Recensioni / Le favolose e memorabili morti degli antichi

Omero, si racconta, morì di disperazione intellettuale: afflitto per non aver saputo interpretare l’indovinello che gli avevano rivolto certi giovani pescatori di Ios. Terenzio che, nato a Cartagine, fu il primo scrittore africano di lingua latina, morì secondo alcuni per consunzione: per aver smarrito nel corso di un naufragio le commedie di Menandro che avrebbe voluto far rappresentare a Roma a proprio nome. Lucrezio impazzì per aver bevuto il filtro d’amore procuratogli da una donna malvagia, scrisse il “De rerum natura” e all’età di quarantaquattro anni si suicidò senza neanche aver dato l’ultima limatura al poema. Il dolcissimo Virgilio, tanto brutto e rozzo nell’aspetto quanto amabile e soave nell’indole, morì in seguito all’insolazione che lo colpì mentre, viaggiando in nave, tornava a Roma dall’oriente con Augusto. Fu dopo la sua sepoltura però, avvenuta vicino a Napoli, in una grotta sulla via per Pozzuoli, che attinse la sua sorte favolosa: di mago, negromante, stregone, astrologo, taumaturgo, santo, “lampadoforo”, profeta e precursore delle verità cristiane. Ebbe post mortem così la fama che gli valse un ruolo da protagonista nella Commedia dantesca e un posto d’onore nelle devozioni superstiziose partenopee.
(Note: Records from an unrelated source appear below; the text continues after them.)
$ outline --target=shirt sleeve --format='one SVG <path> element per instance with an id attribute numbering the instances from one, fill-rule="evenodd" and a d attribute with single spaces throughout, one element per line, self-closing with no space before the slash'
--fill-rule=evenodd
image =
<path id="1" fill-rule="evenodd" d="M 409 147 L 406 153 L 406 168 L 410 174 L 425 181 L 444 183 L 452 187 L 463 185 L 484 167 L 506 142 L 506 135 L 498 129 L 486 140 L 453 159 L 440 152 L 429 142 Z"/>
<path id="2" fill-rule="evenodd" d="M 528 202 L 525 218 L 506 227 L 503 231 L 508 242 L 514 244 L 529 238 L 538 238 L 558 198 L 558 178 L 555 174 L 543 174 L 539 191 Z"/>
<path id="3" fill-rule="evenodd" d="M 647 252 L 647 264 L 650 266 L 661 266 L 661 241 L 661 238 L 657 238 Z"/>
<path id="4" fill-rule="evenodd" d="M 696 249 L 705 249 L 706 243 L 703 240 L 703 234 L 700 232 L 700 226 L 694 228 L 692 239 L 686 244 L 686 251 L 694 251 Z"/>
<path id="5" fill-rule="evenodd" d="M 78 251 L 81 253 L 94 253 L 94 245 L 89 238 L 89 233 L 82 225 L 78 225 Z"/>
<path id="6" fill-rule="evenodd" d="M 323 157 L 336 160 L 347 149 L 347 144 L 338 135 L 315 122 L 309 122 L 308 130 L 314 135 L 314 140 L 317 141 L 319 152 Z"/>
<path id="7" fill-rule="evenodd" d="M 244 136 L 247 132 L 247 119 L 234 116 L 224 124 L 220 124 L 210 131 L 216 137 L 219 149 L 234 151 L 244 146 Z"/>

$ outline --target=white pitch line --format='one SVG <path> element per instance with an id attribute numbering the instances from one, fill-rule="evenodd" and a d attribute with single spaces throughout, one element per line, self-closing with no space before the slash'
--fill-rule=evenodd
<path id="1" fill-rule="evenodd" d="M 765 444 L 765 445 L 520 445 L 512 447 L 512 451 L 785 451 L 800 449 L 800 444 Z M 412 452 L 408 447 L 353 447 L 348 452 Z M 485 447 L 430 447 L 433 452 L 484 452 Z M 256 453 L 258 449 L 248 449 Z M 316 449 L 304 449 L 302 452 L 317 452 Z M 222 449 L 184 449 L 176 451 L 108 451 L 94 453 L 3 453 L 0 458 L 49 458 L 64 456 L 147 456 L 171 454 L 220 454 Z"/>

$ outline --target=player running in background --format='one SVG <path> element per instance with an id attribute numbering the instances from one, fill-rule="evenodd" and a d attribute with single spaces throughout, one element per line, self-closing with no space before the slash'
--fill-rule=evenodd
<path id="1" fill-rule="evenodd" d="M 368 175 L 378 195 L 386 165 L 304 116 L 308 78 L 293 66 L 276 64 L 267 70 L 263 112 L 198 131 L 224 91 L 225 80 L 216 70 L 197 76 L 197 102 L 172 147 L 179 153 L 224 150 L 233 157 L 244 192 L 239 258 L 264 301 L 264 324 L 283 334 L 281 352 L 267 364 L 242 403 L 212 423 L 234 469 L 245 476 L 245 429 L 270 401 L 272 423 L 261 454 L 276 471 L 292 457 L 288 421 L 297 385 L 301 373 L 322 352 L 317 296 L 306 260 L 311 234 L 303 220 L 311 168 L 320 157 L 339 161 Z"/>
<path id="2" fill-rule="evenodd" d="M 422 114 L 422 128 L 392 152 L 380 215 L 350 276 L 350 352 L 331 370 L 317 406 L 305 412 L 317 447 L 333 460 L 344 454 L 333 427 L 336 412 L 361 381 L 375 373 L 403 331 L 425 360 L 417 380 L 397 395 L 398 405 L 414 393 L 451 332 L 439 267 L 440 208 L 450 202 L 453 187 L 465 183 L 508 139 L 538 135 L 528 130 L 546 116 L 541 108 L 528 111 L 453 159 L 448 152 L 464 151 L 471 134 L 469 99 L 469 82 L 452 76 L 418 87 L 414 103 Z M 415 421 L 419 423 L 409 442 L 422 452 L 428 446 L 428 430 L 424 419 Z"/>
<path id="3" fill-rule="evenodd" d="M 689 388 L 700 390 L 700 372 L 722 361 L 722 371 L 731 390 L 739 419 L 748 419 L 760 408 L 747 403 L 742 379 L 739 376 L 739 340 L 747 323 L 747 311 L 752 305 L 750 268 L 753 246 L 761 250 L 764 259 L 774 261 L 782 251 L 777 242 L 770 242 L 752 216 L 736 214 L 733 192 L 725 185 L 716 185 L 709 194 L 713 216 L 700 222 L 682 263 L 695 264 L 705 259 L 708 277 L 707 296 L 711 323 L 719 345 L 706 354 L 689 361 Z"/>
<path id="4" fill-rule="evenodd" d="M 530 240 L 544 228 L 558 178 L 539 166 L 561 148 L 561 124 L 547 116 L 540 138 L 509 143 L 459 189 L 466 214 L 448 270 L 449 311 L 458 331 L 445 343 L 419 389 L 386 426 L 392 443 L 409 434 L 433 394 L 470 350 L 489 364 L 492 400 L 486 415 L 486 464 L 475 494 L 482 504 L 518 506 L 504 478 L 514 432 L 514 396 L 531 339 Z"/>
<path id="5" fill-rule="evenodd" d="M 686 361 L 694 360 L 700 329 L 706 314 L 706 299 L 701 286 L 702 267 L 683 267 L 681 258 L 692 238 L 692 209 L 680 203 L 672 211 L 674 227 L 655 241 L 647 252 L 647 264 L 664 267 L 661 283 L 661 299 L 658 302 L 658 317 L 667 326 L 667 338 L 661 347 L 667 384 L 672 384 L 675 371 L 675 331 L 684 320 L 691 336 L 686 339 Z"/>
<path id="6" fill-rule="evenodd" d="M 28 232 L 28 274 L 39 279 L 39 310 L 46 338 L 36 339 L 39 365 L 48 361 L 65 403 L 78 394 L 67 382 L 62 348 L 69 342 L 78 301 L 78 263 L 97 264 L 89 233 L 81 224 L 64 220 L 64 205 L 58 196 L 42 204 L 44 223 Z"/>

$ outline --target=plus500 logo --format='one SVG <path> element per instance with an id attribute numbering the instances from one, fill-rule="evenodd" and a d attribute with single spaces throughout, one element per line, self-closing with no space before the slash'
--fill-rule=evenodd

Gli esempi menzionati riguardano tutti morti di poeti che, si direbbe, per vocazione artistica fossero tutti tenuti a compiere il cerchio della propria vita con una morte memorabile. Corroborano l’ipotesi i casi della lesbica Saffo, che per un amore non ricambiato si lanciò in mare dalla rupe dell’isola di Leucade. Del vecchissimo Anacreonte, soffocato da un chicco d’uva passa. Di Eschilo, caduto in Sicilia per il colpo in testa assestato da una tartaruga che un’aquila in volo lasciò precipitare dal cielo. O di Sofocle, cui si schiantò il cuore per la felicità di aver vinto una gara poetica. Cinicamente Diogene, morso a un tendine da un cane rabbioso. Ardentemente Empedocle, che si abbandonò alla furia degli elementi gettandosi tra i vapori del vulcano. Perfettamente si chiuse il ciclo esistenziale di Platone, che compì con l’età il numero perfetto di nove moltiplicato per nove. “L’antichità offre a chi la abita qualche margine di manovra in più rispetto ai contemporanei”, scrive Dino Baldi nell’introduzione a questa sorprendente sfilata di fantasmi. Il tempo intercorso lascia uno spazio in cui muoversi più liberamente tra documento, racconto e invenzione. Forse non c’era bisogno di immaginare finali di storie fantastiche. Perché comunque, premette Baldi in esergo al suo libretto citando le parole di Paolo Maccari: “La cosa buffa è che morire ti sorprenderà”.